Bei Rabbi Akiba steht, daß das Kaddisch die Verstorbenen vor der Verderbnis bewahre, für den Fall, daß es die Hölle geben sollte, erzählt sie während der Fahrt.
    Wir haben beide, unabhängig voneinander nach Büchern über den Tod gesucht. Ich kann im Augenblick nichts anderes lesen, sage ich, der Tod ist zu gegenwärtig, eigentlich kann ich überhaupt nichts lesen, denn alle Bücher, deren Klappentexte Auskunft über den Tod versprechen, sind Ratgeber und handeln vom Leben.
    Ilana ist zu einer Frömmigkeit zurückgekehrt, die sie nach den Jahren als Betreuerin im Sommerlager religiöser Jugendlicher abgelegt hatte. Sie sagt, die Regelmäßigkeit des Kaddisch käme ihr entgegen, es sei, als mache sie damit ihrem Vater jeden Tag eine kleine Freude. Es sei nicht ein Gebet wie jedes andere, sondern ein Geschenk an ihn, so als seien die Rollen vertauscht und sie müsse jetzt für ihn sorgen. Wenn ich Kaddisch sage, erklärt sie mir, rede ich mit ihm und gleichzeitig über ihn, und ich merke es an der Art, wie mich die andern ansehen, daß sie es wissen. Vielleicht, überlegt sie, ist Trauer gar nicht anders möglich als in ritualisierten Formen, sonst wird sie zu maßlos, zu gefährlich.
    Ich bin vom Tod zu unerwartet überwältigt worden, erwidere ich, da können mich weder Gott noch Rituale retten.
    Was ich nicht sage ist, daß Jerome der Boden unter meinen Füßen war und jetzt alle Zugehörigkeiten ungewiß geworden sind, ich werde sie auf einem neuen Fundament errichten müssen. Im Augenblick weiß ich selber nicht mehr mit der alten Sicherheit, wer ich bin. Als ich vor drei Jahrzehnten die Welt des amerikanischen Judentums entdeckte, war mir nicht bewußt, daß ich in einen bestimmten Abschnitt seiner historischen Entwicklung eingetreten war, ich dachte, so sei
es immer gewesen, so und nicht anders müsse es sein: die reformierten Synagogen in den Vorstädten mit ihren kulturellen Angeboten, den Abenden mit israelischer Folklore, mit Bibelexegese, Vorträgen und den gemeinsamen Festen mit ihrer herzlichen, familiären Atmosphäre, in die alle Neuen ohne Mißtrauen aufgenommen wurden. Das religiöse Ferienlager, in das wir unsere Tochter jeden Sommer schickten und dessen Gebetsmelodien wir übernahmen, prägte eine ganze Generation. Es waren Erfahrungen der Zugehörigkeit und der Gemeinsamkeit, selten schmerzlich, öfter beglückend, als wäre alles, was ich hinzugewann, die Antwort auf ein vorhandenes Bedürfnis, dessen ich mir erst in der Erfüllung bewußt wurde. Ein Jahrzehnt früher oder ein paar Jahre später wäre alles anders und die Aufbruchsstimmung der Nachkriegsgeneration verbraucht gewesen, aber das erkannte ich erst im Lauf der Zeit, je mehr Bücher ich darüber las. Für Ilana war alles einfacher, sie lernte den Entdeckungseifer und die Begeisterung von mir und das Lebensgefühl der Traditionen von ihrem Vater.

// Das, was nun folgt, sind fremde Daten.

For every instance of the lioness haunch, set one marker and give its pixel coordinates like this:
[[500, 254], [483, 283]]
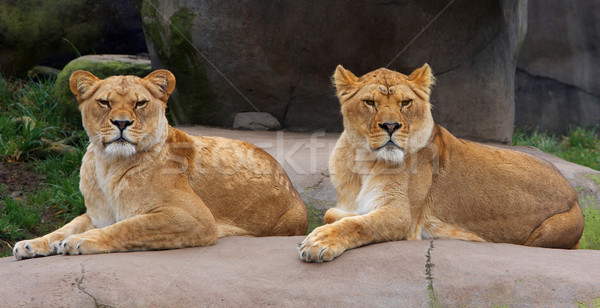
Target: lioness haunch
[[400, 176], [149, 186]]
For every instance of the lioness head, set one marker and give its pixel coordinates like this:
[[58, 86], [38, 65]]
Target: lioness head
[[386, 112], [124, 115]]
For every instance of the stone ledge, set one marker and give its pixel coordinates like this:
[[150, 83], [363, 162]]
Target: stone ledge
[[242, 271]]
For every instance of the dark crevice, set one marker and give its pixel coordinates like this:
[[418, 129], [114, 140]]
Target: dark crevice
[[570, 86], [82, 289]]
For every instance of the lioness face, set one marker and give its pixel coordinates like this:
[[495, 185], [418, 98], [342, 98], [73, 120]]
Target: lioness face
[[390, 112], [123, 115]]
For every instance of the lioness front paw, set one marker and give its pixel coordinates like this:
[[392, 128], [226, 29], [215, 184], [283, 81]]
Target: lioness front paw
[[323, 244], [32, 249], [78, 245]]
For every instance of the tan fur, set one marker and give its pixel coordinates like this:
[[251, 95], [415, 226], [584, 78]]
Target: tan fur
[[439, 186], [161, 188]]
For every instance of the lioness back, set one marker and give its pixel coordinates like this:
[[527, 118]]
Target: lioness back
[[480, 186], [228, 170], [148, 185]]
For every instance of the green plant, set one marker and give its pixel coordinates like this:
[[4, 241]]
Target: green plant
[[32, 131], [591, 233], [580, 145]]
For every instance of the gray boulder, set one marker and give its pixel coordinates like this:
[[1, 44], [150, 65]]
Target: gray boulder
[[558, 68], [232, 57], [255, 121], [52, 33]]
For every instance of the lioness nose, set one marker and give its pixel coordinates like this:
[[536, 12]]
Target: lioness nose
[[121, 124], [390, 127]]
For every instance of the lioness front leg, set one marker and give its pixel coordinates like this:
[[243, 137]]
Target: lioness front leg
[[164, 228], [329, 241], [48, 244]]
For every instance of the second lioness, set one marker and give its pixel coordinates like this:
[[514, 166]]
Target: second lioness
[[398, 175], [148, 185]]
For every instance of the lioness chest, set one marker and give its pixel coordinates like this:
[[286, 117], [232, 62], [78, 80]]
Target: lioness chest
[[117, 191]]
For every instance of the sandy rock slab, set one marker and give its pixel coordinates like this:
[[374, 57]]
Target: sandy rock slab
[[242, 271]]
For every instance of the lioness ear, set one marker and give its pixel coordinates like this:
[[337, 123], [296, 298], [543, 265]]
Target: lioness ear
[[164, 80], [343, 80], [423, 78], [81, 82]]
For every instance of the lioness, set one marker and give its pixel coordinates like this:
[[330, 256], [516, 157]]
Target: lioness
[[150, 186], [400, 176]]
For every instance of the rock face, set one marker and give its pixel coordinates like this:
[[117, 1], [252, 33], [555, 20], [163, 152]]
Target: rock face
[[241, 271], [255, 121], [102, 66], [52, 33], [279, 57], [558, 68]]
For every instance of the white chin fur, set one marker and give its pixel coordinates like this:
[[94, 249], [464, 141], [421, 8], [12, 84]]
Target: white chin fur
[[120, 149], [392, 156]]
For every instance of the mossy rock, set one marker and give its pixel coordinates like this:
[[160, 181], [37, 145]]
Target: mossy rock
[[102, 66], [37, 32]]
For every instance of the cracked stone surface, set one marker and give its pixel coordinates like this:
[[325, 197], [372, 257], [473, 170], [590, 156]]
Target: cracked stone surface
[[242, 271]]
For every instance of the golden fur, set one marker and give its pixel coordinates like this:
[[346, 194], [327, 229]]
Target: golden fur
[[400, 176], [149, 186]]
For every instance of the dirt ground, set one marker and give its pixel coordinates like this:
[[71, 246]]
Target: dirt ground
[[18, 179]]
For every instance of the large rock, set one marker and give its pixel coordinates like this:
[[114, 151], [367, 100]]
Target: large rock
[[232, 57], [102, 66], [242, 271], [558, 68], [54, 32]]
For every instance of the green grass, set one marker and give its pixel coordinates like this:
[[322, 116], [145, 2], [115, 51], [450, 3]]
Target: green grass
[[580, 145], [33, 131]]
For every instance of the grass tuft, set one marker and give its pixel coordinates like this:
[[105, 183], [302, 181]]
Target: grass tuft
[[580, 145], [33, 131]]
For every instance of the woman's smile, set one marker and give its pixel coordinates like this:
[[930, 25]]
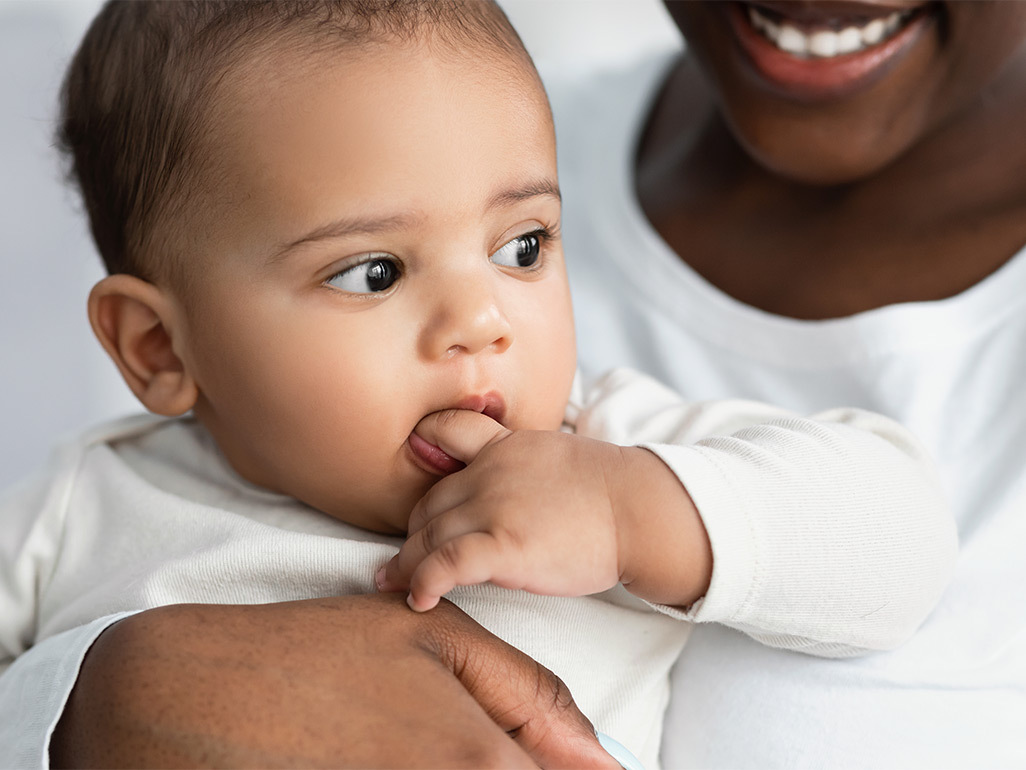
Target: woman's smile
[[825, 50]]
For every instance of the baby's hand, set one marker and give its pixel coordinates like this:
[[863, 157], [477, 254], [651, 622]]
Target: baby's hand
[[531, 510]]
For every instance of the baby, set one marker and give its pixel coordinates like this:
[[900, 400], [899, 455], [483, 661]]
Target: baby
[[332, 237]]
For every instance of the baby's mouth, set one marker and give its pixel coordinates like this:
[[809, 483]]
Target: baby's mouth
[[431, 458], [435, 460], [830, 33]]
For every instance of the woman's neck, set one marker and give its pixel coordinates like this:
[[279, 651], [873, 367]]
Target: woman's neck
[[935, 222]]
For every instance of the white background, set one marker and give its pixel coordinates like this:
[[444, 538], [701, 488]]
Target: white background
[[54, 379]]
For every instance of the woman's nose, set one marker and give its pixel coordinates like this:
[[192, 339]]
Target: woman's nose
[[467, 320]]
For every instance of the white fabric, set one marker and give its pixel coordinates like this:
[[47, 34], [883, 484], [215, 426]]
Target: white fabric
[[953, 372], [146, 512]]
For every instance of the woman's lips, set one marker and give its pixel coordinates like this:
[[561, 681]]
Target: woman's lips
[[807, 56]]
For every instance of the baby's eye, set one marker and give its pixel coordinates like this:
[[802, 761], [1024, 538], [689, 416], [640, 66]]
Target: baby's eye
[[521, 252], [377, 274]]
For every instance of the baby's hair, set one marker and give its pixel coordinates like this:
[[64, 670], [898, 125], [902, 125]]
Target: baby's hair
[[139, 93]]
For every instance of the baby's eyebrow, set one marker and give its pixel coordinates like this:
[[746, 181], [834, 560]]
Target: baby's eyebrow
[[533, 189], [348, 226]]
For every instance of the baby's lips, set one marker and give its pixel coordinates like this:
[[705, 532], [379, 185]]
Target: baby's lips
[[433, 458]]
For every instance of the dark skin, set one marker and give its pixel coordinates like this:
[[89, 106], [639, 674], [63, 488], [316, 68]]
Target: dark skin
[[347, 682], [911, 190]]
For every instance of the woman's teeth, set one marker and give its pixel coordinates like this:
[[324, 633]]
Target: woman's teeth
[[826, 43]]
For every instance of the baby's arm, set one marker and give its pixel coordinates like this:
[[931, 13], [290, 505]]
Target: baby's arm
[[829, 534]]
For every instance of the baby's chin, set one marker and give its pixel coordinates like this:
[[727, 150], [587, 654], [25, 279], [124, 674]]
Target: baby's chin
[[392, 518]]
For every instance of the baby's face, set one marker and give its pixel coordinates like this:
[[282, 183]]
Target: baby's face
[[387, 247]]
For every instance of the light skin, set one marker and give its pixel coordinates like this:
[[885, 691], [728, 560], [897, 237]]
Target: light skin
[[360, 323]]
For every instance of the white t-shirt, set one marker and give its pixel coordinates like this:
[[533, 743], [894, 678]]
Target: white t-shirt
[[147, 512], [953, 372]]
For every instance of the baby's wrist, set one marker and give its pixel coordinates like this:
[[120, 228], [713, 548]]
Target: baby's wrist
[[664, 552]]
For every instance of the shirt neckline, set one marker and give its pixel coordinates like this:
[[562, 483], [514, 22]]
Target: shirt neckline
[[687, 298]]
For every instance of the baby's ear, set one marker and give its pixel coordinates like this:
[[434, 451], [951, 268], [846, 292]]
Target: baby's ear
[[134, 322]]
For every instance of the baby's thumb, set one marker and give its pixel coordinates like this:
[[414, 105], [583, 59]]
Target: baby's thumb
[[460, 433]]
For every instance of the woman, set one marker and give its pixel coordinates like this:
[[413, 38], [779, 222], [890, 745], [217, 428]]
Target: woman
[[825, 203], [821, 203]]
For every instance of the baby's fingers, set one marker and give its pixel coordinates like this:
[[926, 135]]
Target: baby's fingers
[[396, 574], [468, 560]]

    Sie werde es am Ende der dreißig Trauertage vermissen, Kaddisch zu sagen, gesteht Ilana, sie wünschte, es wäre noch lange nicht zu Ende. Ich werde von neuem verwaist sein, sagt sie. Ich sehe sie an, wie sie am Steuer sitzt und durch die Dämmerung fährt. Immer, wenn ich sie unbemerkt beobachte, kommt die Erkenntnis, daß sie meine Tochter ist, wie eine freudige Überraschung über mich. Es ist einer der langen stillen Frühsommerabende mit einem Himmel, der erst nach Sonnenuntergang zu leuchten beginnt. Ich betrachte ihr klares Profil mit seinen von der Jugend noch weichen Konturen und sehe, wie sich plötzlich ihr Gesicht sekundenlang verkrampft und sie die Augen zusammenkneift.

    Was ist, frage ich besorgt, tut dir was weh?